Beldin sacudió la cabeza.
—No serviría de nada. Cyradis no permitiría que un demonio se acercara a la copia de los textos sagrados malloreanos. Pese a sus defectos, las videntes rehúsan cualquier contacto con los agentes del caos.
—¿Pero ella es capaz de evitar que los demonios cojan lo que quieran? —preguntó Durnik, preocupado—. No olvides que los demonios son criaturas horribles, Belgarath.
—Cyradis puede cuidarse sola —respondió Beldin—. No te preocupes por ella.

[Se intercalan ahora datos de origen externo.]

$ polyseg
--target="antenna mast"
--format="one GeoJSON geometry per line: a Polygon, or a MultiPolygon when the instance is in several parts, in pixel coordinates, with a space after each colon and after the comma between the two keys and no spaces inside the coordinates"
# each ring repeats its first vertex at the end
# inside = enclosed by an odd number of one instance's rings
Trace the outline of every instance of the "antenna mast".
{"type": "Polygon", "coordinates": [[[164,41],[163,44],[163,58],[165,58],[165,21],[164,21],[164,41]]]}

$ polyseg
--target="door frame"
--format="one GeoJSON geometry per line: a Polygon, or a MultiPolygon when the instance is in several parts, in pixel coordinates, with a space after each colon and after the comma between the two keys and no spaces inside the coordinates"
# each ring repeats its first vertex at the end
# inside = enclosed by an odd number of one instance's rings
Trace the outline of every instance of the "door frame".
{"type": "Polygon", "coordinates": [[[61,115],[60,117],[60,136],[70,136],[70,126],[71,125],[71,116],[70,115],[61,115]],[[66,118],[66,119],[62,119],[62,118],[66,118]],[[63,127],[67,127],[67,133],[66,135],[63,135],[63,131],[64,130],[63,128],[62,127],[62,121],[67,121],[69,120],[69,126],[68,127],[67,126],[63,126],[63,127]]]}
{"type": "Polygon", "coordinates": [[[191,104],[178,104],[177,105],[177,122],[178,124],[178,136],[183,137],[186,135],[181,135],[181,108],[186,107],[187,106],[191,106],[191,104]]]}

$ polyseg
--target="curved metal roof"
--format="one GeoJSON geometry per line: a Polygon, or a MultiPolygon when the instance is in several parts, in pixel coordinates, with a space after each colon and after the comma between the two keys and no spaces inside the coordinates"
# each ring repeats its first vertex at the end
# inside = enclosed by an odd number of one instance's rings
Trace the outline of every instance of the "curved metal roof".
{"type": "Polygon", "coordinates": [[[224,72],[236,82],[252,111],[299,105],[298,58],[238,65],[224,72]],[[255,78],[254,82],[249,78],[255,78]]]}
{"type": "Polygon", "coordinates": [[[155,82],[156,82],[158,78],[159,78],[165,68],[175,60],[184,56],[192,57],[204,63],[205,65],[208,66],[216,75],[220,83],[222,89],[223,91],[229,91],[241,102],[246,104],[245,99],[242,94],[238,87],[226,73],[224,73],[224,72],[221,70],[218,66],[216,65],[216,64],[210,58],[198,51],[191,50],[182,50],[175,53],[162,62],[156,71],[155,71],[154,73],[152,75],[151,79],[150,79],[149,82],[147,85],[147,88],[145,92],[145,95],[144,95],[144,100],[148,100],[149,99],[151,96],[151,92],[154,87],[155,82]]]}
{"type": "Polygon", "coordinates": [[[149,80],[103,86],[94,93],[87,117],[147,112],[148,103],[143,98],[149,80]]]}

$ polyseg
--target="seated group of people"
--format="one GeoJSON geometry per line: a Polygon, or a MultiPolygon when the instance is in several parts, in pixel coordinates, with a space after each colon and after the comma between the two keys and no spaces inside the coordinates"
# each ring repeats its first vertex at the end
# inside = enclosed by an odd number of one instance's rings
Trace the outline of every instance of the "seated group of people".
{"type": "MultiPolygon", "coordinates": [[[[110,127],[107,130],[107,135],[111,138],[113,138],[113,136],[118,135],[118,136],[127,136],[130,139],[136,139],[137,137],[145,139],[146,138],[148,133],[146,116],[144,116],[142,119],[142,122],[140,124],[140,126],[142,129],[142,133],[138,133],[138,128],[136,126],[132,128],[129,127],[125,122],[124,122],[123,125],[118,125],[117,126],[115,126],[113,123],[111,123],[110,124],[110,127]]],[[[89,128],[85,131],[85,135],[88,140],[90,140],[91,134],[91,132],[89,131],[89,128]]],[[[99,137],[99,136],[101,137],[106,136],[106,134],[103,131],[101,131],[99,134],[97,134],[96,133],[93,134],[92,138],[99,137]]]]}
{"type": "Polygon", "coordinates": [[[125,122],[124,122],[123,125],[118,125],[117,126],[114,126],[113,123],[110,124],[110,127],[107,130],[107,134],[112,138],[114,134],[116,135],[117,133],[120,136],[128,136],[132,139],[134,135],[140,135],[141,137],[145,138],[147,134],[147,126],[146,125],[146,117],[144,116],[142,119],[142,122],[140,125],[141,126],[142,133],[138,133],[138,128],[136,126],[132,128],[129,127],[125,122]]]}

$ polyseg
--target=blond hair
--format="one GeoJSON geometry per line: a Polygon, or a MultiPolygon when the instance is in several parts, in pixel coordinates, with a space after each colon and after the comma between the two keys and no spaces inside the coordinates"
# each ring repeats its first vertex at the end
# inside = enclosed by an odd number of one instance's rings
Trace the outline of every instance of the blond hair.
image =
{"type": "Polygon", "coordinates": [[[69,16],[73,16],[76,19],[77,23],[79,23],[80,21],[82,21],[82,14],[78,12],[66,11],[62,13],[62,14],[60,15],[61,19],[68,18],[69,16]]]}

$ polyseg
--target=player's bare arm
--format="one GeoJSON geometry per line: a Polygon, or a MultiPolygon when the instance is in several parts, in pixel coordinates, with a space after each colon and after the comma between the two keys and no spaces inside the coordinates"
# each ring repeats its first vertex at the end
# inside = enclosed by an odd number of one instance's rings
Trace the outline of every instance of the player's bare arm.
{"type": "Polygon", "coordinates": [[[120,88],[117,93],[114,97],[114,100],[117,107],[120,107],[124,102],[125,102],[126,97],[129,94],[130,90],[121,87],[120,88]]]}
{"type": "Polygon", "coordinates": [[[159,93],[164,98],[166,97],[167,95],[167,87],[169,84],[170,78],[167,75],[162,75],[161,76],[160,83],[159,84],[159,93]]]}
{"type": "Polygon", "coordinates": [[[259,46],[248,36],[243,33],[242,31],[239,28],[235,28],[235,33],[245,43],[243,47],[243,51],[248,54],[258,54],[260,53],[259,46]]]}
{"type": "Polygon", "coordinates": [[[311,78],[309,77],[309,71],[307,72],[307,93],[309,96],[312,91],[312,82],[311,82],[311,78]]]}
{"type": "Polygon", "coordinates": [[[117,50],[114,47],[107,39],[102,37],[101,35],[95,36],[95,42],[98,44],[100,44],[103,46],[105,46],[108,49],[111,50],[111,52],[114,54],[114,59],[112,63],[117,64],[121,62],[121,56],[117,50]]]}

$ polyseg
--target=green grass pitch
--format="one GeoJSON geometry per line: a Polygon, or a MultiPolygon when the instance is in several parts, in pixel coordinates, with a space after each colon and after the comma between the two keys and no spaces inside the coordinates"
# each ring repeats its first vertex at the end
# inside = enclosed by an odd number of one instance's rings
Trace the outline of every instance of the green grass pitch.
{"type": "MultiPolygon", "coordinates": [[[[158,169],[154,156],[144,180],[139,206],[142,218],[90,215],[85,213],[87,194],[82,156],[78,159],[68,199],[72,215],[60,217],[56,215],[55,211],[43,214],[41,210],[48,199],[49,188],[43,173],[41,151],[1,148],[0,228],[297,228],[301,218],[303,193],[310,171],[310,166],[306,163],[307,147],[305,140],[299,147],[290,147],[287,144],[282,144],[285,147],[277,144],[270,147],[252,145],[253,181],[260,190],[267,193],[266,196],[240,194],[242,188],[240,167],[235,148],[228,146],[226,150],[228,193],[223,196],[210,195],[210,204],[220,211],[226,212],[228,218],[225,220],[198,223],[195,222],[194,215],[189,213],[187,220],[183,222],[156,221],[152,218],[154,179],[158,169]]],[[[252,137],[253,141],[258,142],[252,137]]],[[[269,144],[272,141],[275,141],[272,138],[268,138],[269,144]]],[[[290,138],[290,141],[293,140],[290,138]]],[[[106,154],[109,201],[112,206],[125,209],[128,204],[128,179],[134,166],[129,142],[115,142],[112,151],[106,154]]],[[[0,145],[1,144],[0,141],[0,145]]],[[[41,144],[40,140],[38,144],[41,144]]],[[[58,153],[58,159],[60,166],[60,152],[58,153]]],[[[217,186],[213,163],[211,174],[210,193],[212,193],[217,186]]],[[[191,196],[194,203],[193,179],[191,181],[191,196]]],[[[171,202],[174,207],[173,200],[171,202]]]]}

—Pero maestro Beldin —objetó Zakath—. Es casi una niña y, con esa venda que le cubre los ojos, estará indefensa.
—¿Indefensa?, ¿Cyradis? ¿Te has vuelto loco? Podría detener hasta el sol si lo considerara necesario. No podéis ni imaginar la magnitud de su poder.
—No lo entiendo —dijo Zakath, perplejo.
—Cyradis es el receptáculo de todo el poder de su raza, Zakath —explicó Polgara—, no sólo de los dalasianos que viven ahora, sino de los que han vivido desde la creación.